E’ un intera generazione, che vedendosi negar quel complesso e meraviglioso insieme di diritti sociali che la nostra costituzione enuncia per costruire l’uguaglianza sostanziale, oggi dice no al ricatto e rivendica forte la dimensione del diritto contro quella del privilegio! Sono i giovani del meridione costretti a mercanteggiare il loro futuro nella piazza affollata del clientelismo regolatore indipendentemente dai loro studi, delle loro competenze e delle loro speranze! Sono gli studenti universitari che difendono l’Università dalle mannaie Tremontiane, che difendono il sapere dalla sua supina subordinazione alle esigenze del mercato, e che svelano l’inganno del presunto intreccio virtuoso tra formazione e lavoro attuale finendo, ogni giorno, nelle grinfie sfruttatrici di Call Center di tutti i tipi! E sono, ancora una volta, gli operai, quelli di Pomigliano, che dinanzi al ricatto cosi odioso del loro padrone, presunto capitalista illuminato, tra il lavoro e la dignità scelgono un lavoro dignitoso. Svelano una terza via, quella che nessuno ti può elargire o consentire, perché ti spetta di diritto. Perché sa di costituzione, di quel sapore acre del sangue dei resistenti ma dolce di libertà, perché il lavoro dignitoso è un diritto, un bene Comune e non una merce acquistabile da qualche padroncino che cita Marx per esorcizzarlo!

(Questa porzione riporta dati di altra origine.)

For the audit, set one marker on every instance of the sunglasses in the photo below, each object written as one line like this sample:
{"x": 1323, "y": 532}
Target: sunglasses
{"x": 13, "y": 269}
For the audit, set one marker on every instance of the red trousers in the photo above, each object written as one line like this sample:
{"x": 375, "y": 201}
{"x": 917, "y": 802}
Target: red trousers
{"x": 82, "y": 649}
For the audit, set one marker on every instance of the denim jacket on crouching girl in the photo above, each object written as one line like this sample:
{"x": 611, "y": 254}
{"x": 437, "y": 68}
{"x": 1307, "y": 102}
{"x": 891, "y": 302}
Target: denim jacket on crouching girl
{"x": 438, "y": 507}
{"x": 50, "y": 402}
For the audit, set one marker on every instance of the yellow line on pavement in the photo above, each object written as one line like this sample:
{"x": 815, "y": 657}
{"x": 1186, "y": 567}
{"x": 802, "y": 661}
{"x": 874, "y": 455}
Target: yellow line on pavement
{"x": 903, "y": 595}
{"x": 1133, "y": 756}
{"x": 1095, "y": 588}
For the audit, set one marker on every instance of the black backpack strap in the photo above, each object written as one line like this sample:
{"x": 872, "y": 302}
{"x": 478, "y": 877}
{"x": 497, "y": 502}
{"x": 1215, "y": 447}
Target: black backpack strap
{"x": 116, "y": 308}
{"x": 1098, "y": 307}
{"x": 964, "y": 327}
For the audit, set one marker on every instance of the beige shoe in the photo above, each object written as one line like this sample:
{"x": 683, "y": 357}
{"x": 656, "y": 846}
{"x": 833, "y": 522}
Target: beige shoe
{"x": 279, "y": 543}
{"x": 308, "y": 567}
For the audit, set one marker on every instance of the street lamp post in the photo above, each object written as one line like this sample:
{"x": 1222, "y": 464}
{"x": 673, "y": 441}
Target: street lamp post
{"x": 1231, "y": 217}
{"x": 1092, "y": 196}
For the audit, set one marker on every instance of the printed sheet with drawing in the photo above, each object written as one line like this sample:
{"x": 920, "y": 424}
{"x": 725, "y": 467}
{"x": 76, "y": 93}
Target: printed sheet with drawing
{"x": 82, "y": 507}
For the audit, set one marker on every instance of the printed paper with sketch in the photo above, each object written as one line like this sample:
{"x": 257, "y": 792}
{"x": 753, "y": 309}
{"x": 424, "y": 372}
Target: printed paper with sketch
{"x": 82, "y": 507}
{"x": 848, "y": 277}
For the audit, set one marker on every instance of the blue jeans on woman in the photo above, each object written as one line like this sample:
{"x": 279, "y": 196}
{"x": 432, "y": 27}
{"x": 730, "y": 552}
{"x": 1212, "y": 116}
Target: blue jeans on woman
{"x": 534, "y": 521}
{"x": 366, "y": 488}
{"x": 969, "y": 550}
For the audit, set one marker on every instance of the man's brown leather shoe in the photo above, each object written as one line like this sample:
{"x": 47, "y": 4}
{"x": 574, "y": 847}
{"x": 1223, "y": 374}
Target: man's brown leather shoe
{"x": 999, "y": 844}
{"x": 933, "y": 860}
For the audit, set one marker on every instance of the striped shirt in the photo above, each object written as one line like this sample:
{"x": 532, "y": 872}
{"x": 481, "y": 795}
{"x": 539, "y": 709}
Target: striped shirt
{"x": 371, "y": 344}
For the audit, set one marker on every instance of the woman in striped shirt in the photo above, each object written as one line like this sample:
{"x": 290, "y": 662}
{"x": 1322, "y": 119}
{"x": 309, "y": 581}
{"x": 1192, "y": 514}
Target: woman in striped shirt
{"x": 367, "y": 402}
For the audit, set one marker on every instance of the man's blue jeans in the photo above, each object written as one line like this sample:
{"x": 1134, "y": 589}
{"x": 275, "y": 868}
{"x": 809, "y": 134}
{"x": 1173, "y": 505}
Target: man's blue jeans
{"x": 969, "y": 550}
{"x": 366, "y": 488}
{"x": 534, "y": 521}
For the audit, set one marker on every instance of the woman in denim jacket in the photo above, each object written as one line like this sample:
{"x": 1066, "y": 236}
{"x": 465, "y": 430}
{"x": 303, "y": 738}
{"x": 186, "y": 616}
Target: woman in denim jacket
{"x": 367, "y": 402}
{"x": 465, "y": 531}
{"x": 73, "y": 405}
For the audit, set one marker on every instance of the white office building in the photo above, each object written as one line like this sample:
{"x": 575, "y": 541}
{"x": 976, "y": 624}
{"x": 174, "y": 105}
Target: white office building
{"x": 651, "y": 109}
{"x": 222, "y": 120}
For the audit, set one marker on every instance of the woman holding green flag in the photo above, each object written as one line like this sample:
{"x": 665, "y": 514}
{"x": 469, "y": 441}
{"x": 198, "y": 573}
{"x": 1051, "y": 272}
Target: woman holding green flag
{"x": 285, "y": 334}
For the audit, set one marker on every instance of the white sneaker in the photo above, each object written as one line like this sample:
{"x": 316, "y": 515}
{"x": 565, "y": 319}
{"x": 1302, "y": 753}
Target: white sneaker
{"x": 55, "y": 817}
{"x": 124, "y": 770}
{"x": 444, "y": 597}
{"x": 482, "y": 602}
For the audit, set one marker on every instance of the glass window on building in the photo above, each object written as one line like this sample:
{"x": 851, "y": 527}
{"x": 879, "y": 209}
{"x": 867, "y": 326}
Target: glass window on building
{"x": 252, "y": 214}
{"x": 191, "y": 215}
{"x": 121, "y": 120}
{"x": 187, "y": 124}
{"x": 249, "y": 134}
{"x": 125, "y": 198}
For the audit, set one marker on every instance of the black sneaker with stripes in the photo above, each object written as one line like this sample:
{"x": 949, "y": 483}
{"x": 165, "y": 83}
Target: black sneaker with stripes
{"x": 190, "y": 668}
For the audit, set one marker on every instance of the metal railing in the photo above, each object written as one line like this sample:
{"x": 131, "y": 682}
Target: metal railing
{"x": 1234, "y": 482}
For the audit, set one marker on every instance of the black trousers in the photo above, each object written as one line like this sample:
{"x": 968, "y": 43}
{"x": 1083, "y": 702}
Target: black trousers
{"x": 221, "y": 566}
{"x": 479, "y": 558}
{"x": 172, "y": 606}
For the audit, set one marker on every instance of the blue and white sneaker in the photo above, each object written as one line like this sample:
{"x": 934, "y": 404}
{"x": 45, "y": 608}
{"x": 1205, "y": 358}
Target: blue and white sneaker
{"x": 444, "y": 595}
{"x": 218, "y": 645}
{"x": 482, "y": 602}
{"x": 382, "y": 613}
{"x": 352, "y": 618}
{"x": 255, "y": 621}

Il 16 Ottobre è stato importante perché tutte queste storie hanno trovato un minimo comun denominatore e gli attacchi isterici di ministri impresentabili, che hanno equiparato il lancio di uova all’inizio di un percorso terroristico, palesano la paura di chi sente il vento cambiare e la potenza della partecipazione popolare e democratica produrre i suoi effetti. Ora sta a noi. Nei territori e nei luoghi di lavoro costruiamo l’unità del 16, dinanzi all’attacco onnivoro del capitale costruiamo l’ampia alleanza vitale e democratica di tutte la forze sociali che lavorano per abbattere questo sistema. Sarà un autunno resistente che dovremo affrontare fuggendo dalle solitudini settarie o dai velleitarismi istituzionali ma costruendo democrazie partecipate e conflittuali in ogni pertugio d’esistenza, in ogni luogo in cui il ricatto fino ad oggi ha bivaccato e abitato tranquillo. Be, qualcuno lo avverta che sta arrivando lo sfratto!